1. The problem statement, all variables and given/known data

2. Relevant equations

3. The attempt at a solution
Line integral of a curve

$I = \int_{ }^{ } yz dx + \int_{ }^{ } zx dy + \int_{ }^{ } xy dz$ with proper limits.

$I = \int_{\frac { \pi }4}^{ \frac { 3 \pi} 4} abc ( \cos^2 t - \sin^2 t ) dt = -abc$

|I| = abc

So, the answer is option (a).

Is this correct?

2. Dec 27, 2017

kuruman

Except for the negative sign the answer correct. You just can't strip the negative sign because it doesn't match one of the choices. What if $-abc$ were a sixth choice? A better way to do this would be to see if $\vec{F}$ can be derived from some scalar function U, such that $\vec{F}=-\vec{\nabla}U$ (Hint: It can). Think of $\vec{F}$ as a conservative force and $U$ as the potential from which it is derived. Then the integral depends on the end points, i.e. $I=U(t_2)-U(t_1)$.

3. Dec 27, 2017

Pushoam

I had the impression that value of I = |I| (which is wrong according to your above comment). So, I removed the negative sign.

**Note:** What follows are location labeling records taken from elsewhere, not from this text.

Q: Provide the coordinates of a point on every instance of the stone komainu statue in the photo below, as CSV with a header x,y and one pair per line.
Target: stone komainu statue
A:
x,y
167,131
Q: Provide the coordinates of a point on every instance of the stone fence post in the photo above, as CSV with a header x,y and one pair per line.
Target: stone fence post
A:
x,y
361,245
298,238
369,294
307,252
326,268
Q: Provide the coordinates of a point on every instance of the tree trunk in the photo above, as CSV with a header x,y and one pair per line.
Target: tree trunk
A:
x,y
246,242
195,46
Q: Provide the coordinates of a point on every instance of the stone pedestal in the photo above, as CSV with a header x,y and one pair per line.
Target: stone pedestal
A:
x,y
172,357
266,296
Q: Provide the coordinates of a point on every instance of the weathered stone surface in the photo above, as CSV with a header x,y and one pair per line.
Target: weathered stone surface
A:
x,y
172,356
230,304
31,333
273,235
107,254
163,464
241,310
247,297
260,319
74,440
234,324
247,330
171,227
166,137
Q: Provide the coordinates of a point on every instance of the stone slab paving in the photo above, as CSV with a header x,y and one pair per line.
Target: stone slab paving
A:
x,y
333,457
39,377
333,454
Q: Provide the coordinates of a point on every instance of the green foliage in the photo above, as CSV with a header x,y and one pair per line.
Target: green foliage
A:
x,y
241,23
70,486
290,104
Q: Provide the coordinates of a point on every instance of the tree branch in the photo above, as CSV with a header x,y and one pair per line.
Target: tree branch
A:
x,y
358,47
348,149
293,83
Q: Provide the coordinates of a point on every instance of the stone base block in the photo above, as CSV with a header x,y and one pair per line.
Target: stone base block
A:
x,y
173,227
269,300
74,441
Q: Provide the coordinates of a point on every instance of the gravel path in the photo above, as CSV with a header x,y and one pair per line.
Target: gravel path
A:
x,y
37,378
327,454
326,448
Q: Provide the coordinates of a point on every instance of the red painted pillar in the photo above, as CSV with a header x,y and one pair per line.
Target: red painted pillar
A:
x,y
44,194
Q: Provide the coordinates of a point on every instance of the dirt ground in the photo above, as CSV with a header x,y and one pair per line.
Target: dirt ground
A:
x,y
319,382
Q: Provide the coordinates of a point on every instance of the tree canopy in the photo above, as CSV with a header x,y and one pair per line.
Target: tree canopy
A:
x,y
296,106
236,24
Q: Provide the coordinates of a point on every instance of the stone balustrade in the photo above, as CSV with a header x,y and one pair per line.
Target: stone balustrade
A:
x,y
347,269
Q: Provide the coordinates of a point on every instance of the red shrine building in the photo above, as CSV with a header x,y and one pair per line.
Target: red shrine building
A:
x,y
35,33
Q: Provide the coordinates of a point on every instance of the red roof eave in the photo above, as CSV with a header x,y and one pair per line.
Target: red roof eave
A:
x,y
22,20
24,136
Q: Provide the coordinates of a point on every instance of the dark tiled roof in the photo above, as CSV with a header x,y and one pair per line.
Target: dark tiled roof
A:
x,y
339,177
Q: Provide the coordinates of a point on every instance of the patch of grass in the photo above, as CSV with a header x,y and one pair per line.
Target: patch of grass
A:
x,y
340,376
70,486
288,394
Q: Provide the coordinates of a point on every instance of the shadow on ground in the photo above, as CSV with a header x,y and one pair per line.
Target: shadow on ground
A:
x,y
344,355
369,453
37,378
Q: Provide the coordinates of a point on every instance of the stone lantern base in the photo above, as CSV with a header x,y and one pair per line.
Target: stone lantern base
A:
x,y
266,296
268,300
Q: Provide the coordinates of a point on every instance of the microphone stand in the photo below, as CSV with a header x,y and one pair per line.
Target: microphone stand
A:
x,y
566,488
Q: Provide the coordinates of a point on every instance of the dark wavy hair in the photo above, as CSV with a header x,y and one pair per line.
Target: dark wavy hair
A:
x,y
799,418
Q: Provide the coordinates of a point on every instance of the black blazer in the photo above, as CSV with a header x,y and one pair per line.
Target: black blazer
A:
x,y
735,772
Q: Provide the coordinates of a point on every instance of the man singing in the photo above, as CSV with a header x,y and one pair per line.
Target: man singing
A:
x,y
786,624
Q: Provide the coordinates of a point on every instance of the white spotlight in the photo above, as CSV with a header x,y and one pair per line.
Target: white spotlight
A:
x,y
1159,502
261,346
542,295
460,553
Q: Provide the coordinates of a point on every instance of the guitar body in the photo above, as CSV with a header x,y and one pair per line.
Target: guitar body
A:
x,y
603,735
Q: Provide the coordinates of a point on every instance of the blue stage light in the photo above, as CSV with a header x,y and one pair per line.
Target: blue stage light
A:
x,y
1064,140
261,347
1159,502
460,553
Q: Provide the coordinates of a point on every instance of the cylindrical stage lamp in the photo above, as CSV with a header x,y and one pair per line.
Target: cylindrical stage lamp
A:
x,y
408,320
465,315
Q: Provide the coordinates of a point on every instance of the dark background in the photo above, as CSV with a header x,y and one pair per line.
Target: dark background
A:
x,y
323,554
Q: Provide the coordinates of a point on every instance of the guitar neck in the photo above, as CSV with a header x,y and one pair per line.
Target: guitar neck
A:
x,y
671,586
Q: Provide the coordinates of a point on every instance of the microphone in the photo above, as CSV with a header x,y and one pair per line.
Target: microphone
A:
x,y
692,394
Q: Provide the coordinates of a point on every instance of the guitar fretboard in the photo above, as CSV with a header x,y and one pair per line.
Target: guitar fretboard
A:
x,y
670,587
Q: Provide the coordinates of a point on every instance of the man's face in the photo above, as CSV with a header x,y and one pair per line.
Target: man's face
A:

I did the calculation again and I got -abc.
$I = \int_{\frac { \pi }4}^{ \frac { 3 \pi} 4} abc ( \cos^2 t - \sin^2 t ) dt =$
$\frac { \sin{(2t)}} 2 |_ {\frac { \pi }4} ^{ \frac { 3 \pi} 4} abc = -abc$

I do not see what is wrong in the above calculation.

Taking $\vec F = - \nabla U$

I have to calculate $U = - \int \vec F \cdot d \vec x$ $= -abc = \frac { \sin{ (2t)}} 2$

Then, I have to calculate $\int \vec F \cdot d \vec x$ for t going from $\frac { \pi} 4 ~ to ~ \frac { 3 \pi }4$ .

This gives $U(\frac { \pi} 4) – U(\frac {3 \pi} 4)$ , which is again –abc.

I am not getting what mistake I am doing here, but I am coming towards the same answer.

4. Dec 27, 2017

Staff: Mentor

This is what I get, as well. It's not unheard of for posted answers to have typos.
The line integral calculation should be pretty straightforward. I don't see why you would need to do this.

5. Dec 27, 2017

kuruman

I also get this answer after discovering an excess of a negative sign.

6. Dec 28, 2017

Staff: Mentor

So I'm thinking that there's a typo in the answer.

7. Dec 28, 2017

Pushoam

So, I = -abc
And value of I = |I| = abc
Is this correct?

8. Dec 28, 2017

kuruman

I think so too. I did it two ways, using OP's method and using the scalar function but introduced an extraneous negative sign in the latter which got me going for a short while.
The value of the integral is I = - abc as we all agree by now. Why do you feel you should take the absolute value?

9. Dec 28, 2017

Staff: Mentor

I agree that I = -abc, but $I \ne |I|$. You can't just arbitrarily take the absolute value.

10. Dec 28, 2017

Staff: Mentor

I would say to force the computed answer to agree with the posted answer. This is not a good reason to do so.

11. Dec 28, 2017

Pushoam

Actually, I am having problem with the word " value".
I thought value of I = |I|...(1)
But,(1) is wrong.
value of I = the integral which I get after the calculation
absolute value of I = |I|

12. Dec 28, 2017

kuruman

Values can be positive or negative. Absolute values are positive only. The question does not specify "absolute".

13. Dec 28, 2017

Staff: Mentor

No. The value of I is whatever it is -- positive, negative, or zero. I = |I| if and only if I >= 0.